Robert Philpot

Jews against Miliband

He’d be the first Jewish prime minister since Disraeli. So why is a swing-voting community overwhelmingly backing the Tories?

When he was seven, Ed Miliband was taken to visit his grandmother in Tel Aviv. Pointing to a black-and-white photograph in her home, young Ed demanded to know who ‘that man in the picture’ was. He was told the man, David, was his grandfather and had died in Poland many years before he was born. Only years later did Miliband realise that his grandfather had been murdered by the Nazis for being Jewish.

Miliband’s parents only narrowly escaped a similar fate: fleeing Belgium as the German armies overran it in 1940, his 16-year-old father caught the last boat from Ostend to Britain. In Poland, his mother — together with her sister and mother — was sheltered throughout the war, initially by nuns: Marion Kozak would make it to Britain seven years after her future husband.

In less than a month’s time, this son of Holocaust refugees could become the first Jewish occupant of Downing Street since Benjamin Disraeli. Whatever your politics, it is a remarkable and affecting story. But it is a tale with a twist: Miliband’s relationship with Britain’s Jewish community is an uneasy one — and in this closely fought election the mutual distrust which now defines it may contribute to depriving him of the premiership.

This was made clear last month at a dinner for the Community Safety Trust, a charity which provides security for Jewish venues.

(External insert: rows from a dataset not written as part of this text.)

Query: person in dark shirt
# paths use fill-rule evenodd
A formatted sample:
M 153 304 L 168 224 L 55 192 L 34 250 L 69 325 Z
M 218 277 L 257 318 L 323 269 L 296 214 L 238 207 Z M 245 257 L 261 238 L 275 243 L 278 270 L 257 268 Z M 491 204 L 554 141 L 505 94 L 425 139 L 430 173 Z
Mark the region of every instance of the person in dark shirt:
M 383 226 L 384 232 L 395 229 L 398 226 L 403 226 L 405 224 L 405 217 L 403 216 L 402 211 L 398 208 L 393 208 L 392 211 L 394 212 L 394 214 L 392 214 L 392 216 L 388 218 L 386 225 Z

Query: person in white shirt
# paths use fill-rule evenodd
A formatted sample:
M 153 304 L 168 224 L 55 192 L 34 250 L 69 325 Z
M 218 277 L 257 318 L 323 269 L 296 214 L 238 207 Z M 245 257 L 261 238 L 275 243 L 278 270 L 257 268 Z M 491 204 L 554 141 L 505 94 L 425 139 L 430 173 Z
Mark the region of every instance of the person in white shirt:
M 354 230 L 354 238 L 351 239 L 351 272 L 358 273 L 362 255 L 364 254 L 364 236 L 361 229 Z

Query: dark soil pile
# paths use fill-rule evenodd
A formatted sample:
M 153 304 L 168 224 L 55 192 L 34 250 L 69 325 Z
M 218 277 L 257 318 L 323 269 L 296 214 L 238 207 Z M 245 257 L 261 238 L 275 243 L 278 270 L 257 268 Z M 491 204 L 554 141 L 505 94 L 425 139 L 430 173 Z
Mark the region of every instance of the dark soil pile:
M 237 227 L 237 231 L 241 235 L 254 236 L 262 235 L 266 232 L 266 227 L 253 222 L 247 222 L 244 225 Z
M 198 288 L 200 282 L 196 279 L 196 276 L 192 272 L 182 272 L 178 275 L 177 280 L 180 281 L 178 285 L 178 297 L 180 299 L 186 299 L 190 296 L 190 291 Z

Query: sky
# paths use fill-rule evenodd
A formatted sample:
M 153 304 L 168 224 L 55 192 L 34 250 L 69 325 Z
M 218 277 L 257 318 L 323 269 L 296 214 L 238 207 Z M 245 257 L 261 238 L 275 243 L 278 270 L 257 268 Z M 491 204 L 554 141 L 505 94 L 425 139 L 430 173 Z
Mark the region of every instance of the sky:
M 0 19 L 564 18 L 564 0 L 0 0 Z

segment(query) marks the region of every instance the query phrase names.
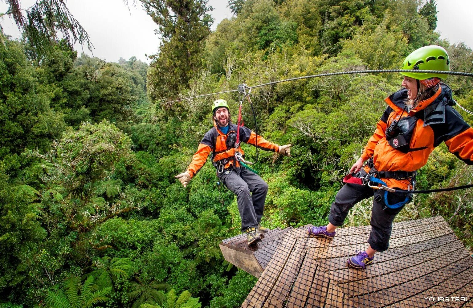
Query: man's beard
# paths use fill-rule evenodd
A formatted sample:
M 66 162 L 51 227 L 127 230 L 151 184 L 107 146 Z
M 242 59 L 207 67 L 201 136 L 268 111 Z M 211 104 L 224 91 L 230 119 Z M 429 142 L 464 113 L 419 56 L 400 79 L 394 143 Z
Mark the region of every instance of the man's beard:
M 228 118 L 227 118 L 226 119 L 224 120 L 224 121 L 225 121 L 225 123 L 222 123 L 221 122 L 220 120 L 219 119 L 218 119 L 217 120 L 217 124 L 218 124 L 219 126 L 220 126 L 220 127 L 225 127 L 228 124 Z

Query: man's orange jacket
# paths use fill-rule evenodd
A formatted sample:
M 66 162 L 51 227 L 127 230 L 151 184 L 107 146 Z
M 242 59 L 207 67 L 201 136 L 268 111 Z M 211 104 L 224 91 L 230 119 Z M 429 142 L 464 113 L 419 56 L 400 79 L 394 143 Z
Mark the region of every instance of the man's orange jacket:
M 369 139 L 361 155 L 364 160 L 373 158 L 378 171 L 415 171 L 427 162 L 434 149 L 445 142 L 448 150 L 468 165 L 473 164 L 473 129 L 452 106 L 452 91 L 440 83 L 431 98 L 420 101 L 408 113 L 403 110 L 407 100 L 407 90 L 403 89 L 386 99 L 388 107 L 378 122 L 374 134 Z M 394 120 L 405 117 L 417 118 L 410 140 L 411 149 L 403 153 L 391 147 L 386 140 L 386 128 Z M 368 172 L 369 168 L 365 167 Z M 410 180 L 392 178 L 383 180 L 390 187 L 407 189 Z
M 235 164 L 235 166 L 238 167 L 240 164 L 237 161 L 234 160 L 236 149 L 234 148 L 227 149 L 227 139 L 228 135 L 233 133 L 236 133 L 237 126 L 231 122 L 229 124 L 230 127 L 227 134 L 224 134 L 217 129 L 217 126 L 214 123 L 214 127 L 205 133 L 204 138 L 199 145 L 197 151 L 194 154 L 192 162 L 187 167 L 187 171 L 191 176 L 193 177 L 203 166 L 207 160 L 209 154 L 211 152 L 212 161 L 216 162 L 219 160 L 225 160 L 227 163 L 224 168 L 229 168 Z M 277 144 L 265 140 L 263 137 L 258 135 L 258 148 L 268 151 L 273 151 L 277 153 L 279 147 Z M 256 144 L 256 134 L 249 128 L 245 126 L 240 126 L 240 141 L 255 146 Z M 238 151 L 242 155 L 245 154 L 243 149 L 240 147 Z

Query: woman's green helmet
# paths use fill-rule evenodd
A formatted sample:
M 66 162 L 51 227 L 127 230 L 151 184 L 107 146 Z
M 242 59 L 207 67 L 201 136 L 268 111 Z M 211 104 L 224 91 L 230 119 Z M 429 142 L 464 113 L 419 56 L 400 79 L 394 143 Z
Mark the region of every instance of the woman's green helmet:
M 422 69 L 429 71 L 450 70 L 450 60 L 448 54 L 439 46 L 432 45 L 421 47 L 411 53 L 404 60 L 403 69 Z M 415 71 L 415 70 L 414 70 Z M 445 79 L 448 75 L 446 74 L 430 74 L 428 73 L 401 73 L 407 77 L 423 80 L 432 77 Z
M 215 113 L 215 110 L 217 110 L 217 108 L 219 108 L 220 107 L 225 107 L 227 109 L 230 111 L 230 108 L 228 108 L 228 104 L 227 103 L 227 101 L 225 100 L 217 100 L 213 102 L 213 104 L 212 104 L 212 113 Z

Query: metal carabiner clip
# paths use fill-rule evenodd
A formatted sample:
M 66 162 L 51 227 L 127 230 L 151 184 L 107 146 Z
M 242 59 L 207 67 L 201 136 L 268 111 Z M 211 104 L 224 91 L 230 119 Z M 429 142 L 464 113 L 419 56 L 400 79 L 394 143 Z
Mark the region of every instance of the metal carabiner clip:
M 224 166 L 223 164 L 220 162 L 220 165 L 219 165 L 219 167 L 217 168 L 217 174 L 219 175 L 221 174 L 222 172 L 223 172 L 223 170 L 225 169 L 225 166 Z

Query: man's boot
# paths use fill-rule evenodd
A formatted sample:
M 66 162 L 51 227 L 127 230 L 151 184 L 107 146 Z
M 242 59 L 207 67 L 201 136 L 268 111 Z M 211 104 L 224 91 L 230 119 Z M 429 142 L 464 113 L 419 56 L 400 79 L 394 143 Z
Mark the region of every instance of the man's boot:
M 256 233 L 255 228 L 248 228 L 246 229 L 246 239 L 248 240 L 248 244 L 251 245 L 261 240 L 261 236 Z

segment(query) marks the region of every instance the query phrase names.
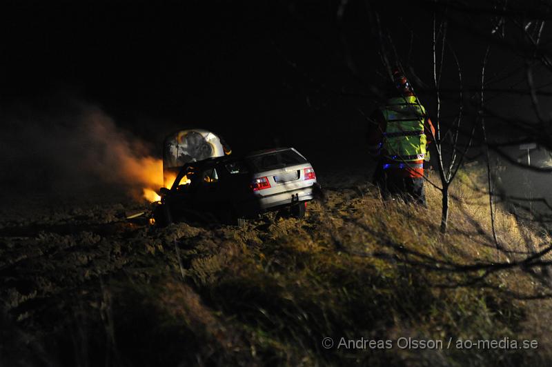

When a fundraising video was screened featuring Miliband, his image was greeted with loud and widely joined-in booing. It was, says Stephen Pollard, editor of the Jewish Chronicle, ‘an astonishing moment’.

For much of the Jewish community, Miliband was a blank sheet when he was elected Labour leader. This is not altogether surprising. His parents, wrote Miliband in 2012, ‘defined themselves not by their Jewishness but by their politics’ and they brought up their boys outside the community.